Search code examples
pythonpython-polars

How to assign column values based on another column iteratively with Polars


For these two dfs, I want to check for each i in df1["TS"] if df["TS"] == df1["TS}, then assign the value in "Dr" that corresponds to i to the "mmsi" column:

df = pl.DataFrame({"TS": [1, 2, 3, 4, 5, 6, 7], "mmsi":[11,12,13,14,15,16,17]})


df1 = pl.DataFrame({
"TS": [4, 6, 7], 
"Dr": [21,22,23]})  

I want the output of df["mmsi"] to be: [11,12,13,21,15,22,23]


Solution

  • I suggest using a "left" join, followed by a fill_null, to fill in values of Dr that are not found.

    df.join(
        df1,
        on="TS",
        how="left"
    ).with_columns(pl.col('Dr').fill_null(pl.col('mmsi')))
    
    shape: (7, 3)
    ┌─────┬──────┬─────┐
    │ TS  ┆ mmsi ┆ Dr  │
    │ --- ┆ ---  ┆ --- │
    │ i64 ┆ i64  ┆ i64 │
    ╞═════╪══════╪═════╡
    │ 1   ┆ 11   ┆ 11  │
    │ 2   ┆ 12   ┆ 12  │
    │ 3   ┆ 13   ┆ 13  │
    │ 4   ┆ 14   ┆ 21  │
    │ 5   ┆ 15   ┆ 15  │
    │ 6   ┆ 16   ┆ 22  │
    │ 7   ┆ 17   ┆ 23  │
    └─────┴──────┴─────┘
    

    Your result is in the Dr column.
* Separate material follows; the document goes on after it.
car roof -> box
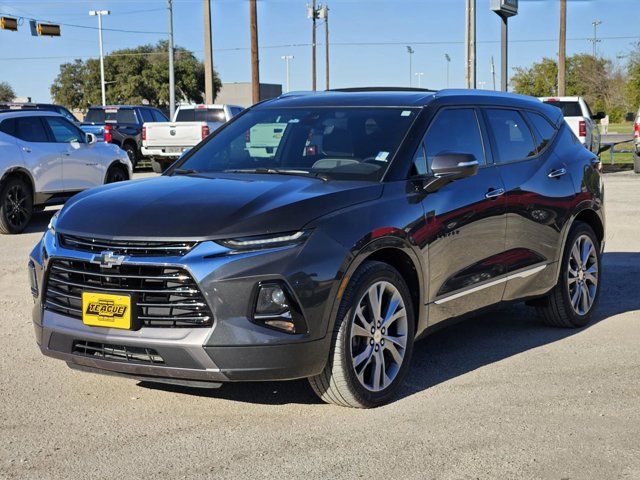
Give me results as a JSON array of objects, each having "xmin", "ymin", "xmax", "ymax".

If needed, you can drop/rename columns so that mmsi is the final column.

    df = (
        df.join(df1, on="TS", how="left")
        .with_columns(pl.col("Dr").fill_null(pl.col("mmsi")))
        .drop("mmsi")
        .rename({"Dr": "mmsi"})
    )
    print(df)
    
    shape: (7, 2)
    ┌─────┬──────┐
    │ TS  ┆ mmsi │
    │ --- ┆ ---  │
    │ i64 ┆ i64  │
    ╞═════╪══════╡
    │ 1   ┆ 11   │
    │ 2   ┆ 12   │
    │ 3   ┆ 13   │
    │ 4   ┆ 21   │
    │ 5   ┆ 15   │
    │ 6   ┆ 22   │
    │ 7   ┆ 23   │
    └─────┴──────┘
    

    Taken in steps, the "left" join will yield the following.

    df.join(
        df1,
        on="TS",
        how="left"
    )
    
    shape: (7, 3)
    ┌─────┬──────┬──────┐
    │ TS  ┆ mmsi ┆ Dr   │
    │ --- ┆ ---  ┆ ---  │
    │ i64 ┆ i64  ┆ i64  │
    ╞═════╪══════╪══════╡
    │ 1   ┆ 11   ┆ null │
    │ 2   ┆ 12   ┆ null │
    │ 3   ┆ 13   ┆ null │
    │ 4   ┆ 21   ┆ 21   │
    │ 5   ┆ 15   ┆ null │
    │ 6   ┆ 22   ┆ 22   │
    │ 7   ┆ 23   ┆ 23   │
    └─────┴──────┴──────┘
    

    The fill_null step will then fill in any missing values in the Dr column using the corresponding values in the mmsi column.

    The performance of this will be much better than iterating over values using a for loop.